Tanna, who grew up in Peterborough, formed I Mother Earth with his brother Jagori and singer Edwin in 1990. Since the band’s initial break-up in 2004, the drummer has been working as an artist and event manager and promoter, including managing the Oshawa Music Hall and The Venue in Peterborough.
He’ll be heard weeknights at 8 p.m. and weekends at 11 a.m. and 8 p.m., starting Nov. 7. Tanna takes over from in-demand music producer/mixer/engineer Brian Moncarz, who is stepping away from the show after a decade.
Tanna joins Cone McCaslin of Sum 41 on the 94.9 The Rock lineup, who joined the station in April with Sunday night music discovery show, Cone’s Cave, dedicated to punk, garage rock and metal.

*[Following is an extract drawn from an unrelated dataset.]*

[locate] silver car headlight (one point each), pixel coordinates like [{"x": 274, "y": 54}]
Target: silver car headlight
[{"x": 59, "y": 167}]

“For me, it’s just working with people who have a big passion for radio,” said 94.9 The Rock Program Director Doug Elliott. “These are musicians who are big fans of radio and so it’s easy to take that passion and say ‘here, share that passion with the people who love that music.'”
“With Christian, he’s always been passionate about developing new and emerging talent. We already had a show in place, so it’s a perfect time to transition with Brian busy doing other stuff,” Elliott added.
Elliott said there’s been great listener momentum behind McCaslin’s show since its debut.
“It’s the only place you can get punk and garage rock and metal and it’s perfectly curated. If you like that power punk of the early 2000s, like Sum 41, Billy Talent, Blink 182, all the way to Judas Priest, Pennywise and the Dead Kennedys…these are bands nobody wants to play, but everybody knows. It’s all the stuff musicians like Dave Grohl listened to as kids,” said Elliott. “The momentum is absolutely mammoth for Cone’s Cave. People who follow it are rapid. It’s a must tune-in program, we don’t have it on demand anywhere…we’ve made it a Sunday night must-listen.”
“It’s nice to be expanding station personalities at a time when everybody else seems to be doing multi-track, multi-market stuff,” he added.